The review came to an end all too quickly but I was happy to be back in SA again. There is nothing quite like your own bed. Well, we’ve compiled an exciting roadmap for the client – let’s hope they want us to partner with them on the journey.


The much anticipated release of CTP 3 occurred on 11 July this year: http://blogs.technet.com/b/dataplatforminsider/archive/2011/07/11/sql-server-code-name-denali-ctp3-is-here.aspx

The past month has seen me building a virtual machine containing all the new features in the next version of SQL Server, specifically the BI ones. Top of my list was Project Crescent along with the new version of PowerPivot. I’ve also been delving into the new version of Master Data Services and started taking a look at Data Quality Services today. Here is my impression on what I’ve seen so far:


The new release of PowerPivot is really great and I am impressed with a lot of the new capabilities including: KPIs, hierarchies, diagram view, multiple relationships on the same field, meta data, advanced column sorting, perspectives, measure formatting and the ability to show details by right-clicking on the PivotTable. I also like the fact that you can change a field property to ImageURL (Advanced Properties) and then have these images appear in your Crescent reports.

To get a full list of the new features, open the PowerPivot window, click on the Help icon and then select the What’s New menu item.

Project Crescent

Wow, I really like Crescent! Crescent reports are pretty much Silverlight PivotTables based on PowerPivot models (uploaded to SharePoint 2010) or the new Tabular version of Analysis Services. The reports are very dynamic and filtering in one area automatically filters data in the other PivotTables and graphs (called Highlighting). The scatter chart also has an option for a Play Axis which is great for comparing data over time. Some of you may remember this report in the PowerPivot Management Dashboard in SharePoint’s Central Administration. Below is a screen grab of the report I created from my rugby PowerPivot data.

The only downside I see to Crescent is the fact that you need SharePoint 2010 Enterprise Edition in order to get access to any of the cool BI features. This is going to prevent a lot of customers leveraging the new technology. And currently, I’m unaware of any applications which will be able to render these reports on a mobile device.

Microsoft Visual Studio 2010

So far I’ve explored the Tabular version of Analysis Services. It’s PowerPivot in Visual Studio (in blue instead of green) with a whole bunch of over advanced features e.g. Partitions and Roles. All up it looks decent. When embarking on a new project, architects will now need to decide as to whether they go the classic Analysis Services route (as we know it) or if they go the Tabular route.

Only thing I couldn’t see was how to add calculated DAX measures in my Tabular project…

Master Data Services

I must say that I was looking forward to an upgraded version of MDS but was disappointed to see that the majority of the application was unchanged. There are some Silverlight screens now embedded in the UI to improve the experience and performance but that was about it. There is also an Excel 2010 MDS add-in that allows you to connect to an MDS instance. This add-in will enable you to manage your master data in a very familiar environment to all of us. I’ll need to explore this feature in more detail to see how robust it is.

Data Quality Services

As I mentioned earlier, I only started looking at this new addition earlier today and my first impressions are good. I setup a Knowledge Base with some Domain Rules and Term-based Relations and it worked well. The UI also looks decent – a lot better than MDS. Below is another screen grab.
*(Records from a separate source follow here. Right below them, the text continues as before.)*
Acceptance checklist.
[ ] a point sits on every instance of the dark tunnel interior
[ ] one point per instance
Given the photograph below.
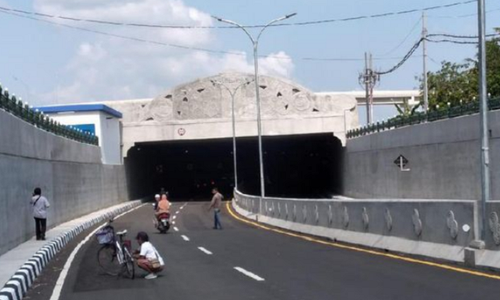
(301, 166)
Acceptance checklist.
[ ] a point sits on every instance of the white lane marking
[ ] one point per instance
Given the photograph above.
(205, 250)
(56, 293)
(249, 274)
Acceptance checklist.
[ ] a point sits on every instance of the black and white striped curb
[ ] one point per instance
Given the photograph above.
(18, 285)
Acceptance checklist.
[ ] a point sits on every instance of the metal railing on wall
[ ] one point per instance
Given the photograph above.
(38, 119)
(440, 113)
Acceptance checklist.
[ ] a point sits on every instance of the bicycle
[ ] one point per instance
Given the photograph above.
(114, 256)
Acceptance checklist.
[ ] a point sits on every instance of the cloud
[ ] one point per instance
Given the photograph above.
(108, 68)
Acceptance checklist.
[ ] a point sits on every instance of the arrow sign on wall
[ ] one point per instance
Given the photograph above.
(401, 162)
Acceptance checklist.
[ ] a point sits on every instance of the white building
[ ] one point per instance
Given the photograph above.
(99, 119)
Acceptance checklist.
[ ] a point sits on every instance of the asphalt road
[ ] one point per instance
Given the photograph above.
(273, 266)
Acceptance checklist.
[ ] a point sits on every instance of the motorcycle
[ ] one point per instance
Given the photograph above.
(163, 222)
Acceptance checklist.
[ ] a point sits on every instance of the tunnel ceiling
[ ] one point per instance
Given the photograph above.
(295, 166)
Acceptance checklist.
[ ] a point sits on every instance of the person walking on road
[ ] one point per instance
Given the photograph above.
(147, 257)
(40, 205)
(216, 205)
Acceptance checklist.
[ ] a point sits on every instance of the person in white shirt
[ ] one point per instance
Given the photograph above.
(147, 256)
(40, 205)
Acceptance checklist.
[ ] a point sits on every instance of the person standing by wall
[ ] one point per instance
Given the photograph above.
(40, 205)
(216, 204)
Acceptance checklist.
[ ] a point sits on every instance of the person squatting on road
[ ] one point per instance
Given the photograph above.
(40, 205)
(147, 257)
(216, 205)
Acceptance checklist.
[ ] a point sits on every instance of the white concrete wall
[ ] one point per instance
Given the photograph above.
(444, 158)
(203, 110)
(70, 174)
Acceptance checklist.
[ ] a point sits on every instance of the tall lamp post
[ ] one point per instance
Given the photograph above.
(483, 99)
(255, 43)
(233, 92)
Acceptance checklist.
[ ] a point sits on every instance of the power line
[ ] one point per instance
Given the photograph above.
(463, 16)
(452, 41)
(405, 58)
(142, 40)
(353, 59)
(162, 26)
(446, 35)
(404, 40)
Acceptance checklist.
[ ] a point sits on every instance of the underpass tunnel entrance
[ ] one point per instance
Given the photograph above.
(295, 166)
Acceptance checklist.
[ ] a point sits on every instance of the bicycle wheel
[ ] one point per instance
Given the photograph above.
(129, 263)
(106, 257)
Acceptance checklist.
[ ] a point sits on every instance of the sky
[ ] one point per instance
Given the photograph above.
(46, 63)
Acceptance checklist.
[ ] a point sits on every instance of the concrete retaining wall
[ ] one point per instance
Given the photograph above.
(418, 227)
(70, 174)
(443, 161)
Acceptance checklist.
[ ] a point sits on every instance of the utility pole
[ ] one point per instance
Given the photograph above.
(369, 78)
(424, 49)
(483, 107)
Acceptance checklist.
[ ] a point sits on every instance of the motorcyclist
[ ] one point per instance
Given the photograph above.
(157, 199)
(163, 206)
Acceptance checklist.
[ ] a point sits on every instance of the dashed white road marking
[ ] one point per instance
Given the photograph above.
(249, 274)
(205, 251)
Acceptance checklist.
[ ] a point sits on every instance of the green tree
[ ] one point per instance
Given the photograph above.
(456, 82)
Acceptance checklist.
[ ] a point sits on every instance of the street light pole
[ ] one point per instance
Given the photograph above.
(255, 43)
(233, 94)
(483, 99)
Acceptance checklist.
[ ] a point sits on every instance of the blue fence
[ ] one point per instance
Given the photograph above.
(23, 111)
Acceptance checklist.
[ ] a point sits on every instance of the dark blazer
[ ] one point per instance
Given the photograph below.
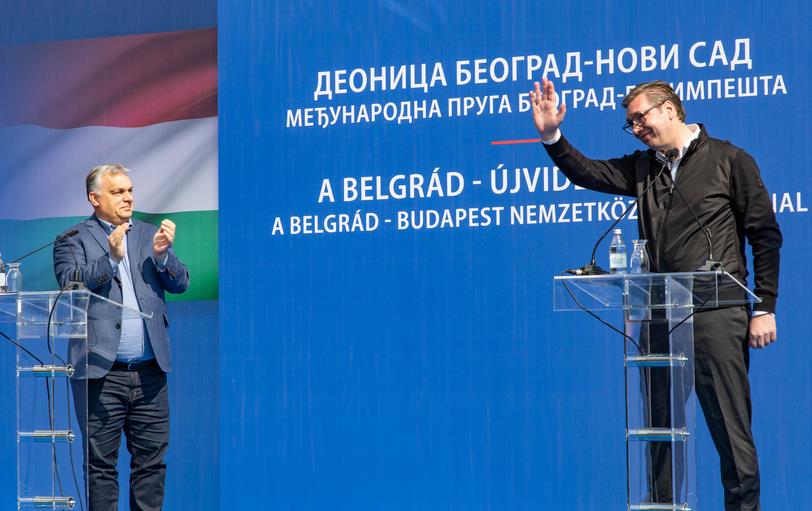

What will be interesting to validate is the matching capabilities as one really wants to be able to easily de-duplicate datasets.

Stay tuned for more…

Our BI CoP (Community of Practice) is currently having a refresher of SharePoint 2010 during the month of June and it’s my turn to show some of the BI capabilities on offer. Other than Excel and Visio Services, PowerPivot and PivotViewer, SharePoint has a great tool called Dashboard Designer (part of Performance Point).

Instead of using the Contoso or Adventure works datasets to build out my dashboard, I went for a dataset I came across last year which revolves around Tri-nations rugby players. Quite interesting (if you like rugby that is). I used this same dataset when I showed PivotViewer at Tech-Ed Africa 2010 and received some good feedback.

Dashboard Designer allows you to create a host of different objects including KPIs, Filters, Reports, Dashboards, Indicators and Scorecards. Dashboards are the containers and allow you to link up the other object types in one location. Once deployed, a Web Part page will display your dashboard. The only downside to this approach is that if you want to include document libraries and team discussions (as an example) into your dashboard, Dashboard Designer will overwrite those web parts the next time the dashboard is deployed.

Now, you can easily get around this dilemma by not using the dashboard component in Dashboard Designer but instead create a new Web Part page from scratch. One can then quickly include your published Performance Point content in these web parts as well as your document libraries, custom lists or team discussions. One trick, you need to create connections between your different web parts in order for filters to work or for additional reports to be generated once a user clicks on a particular item. Note: connections would also need to be setup in Dashboard Designer.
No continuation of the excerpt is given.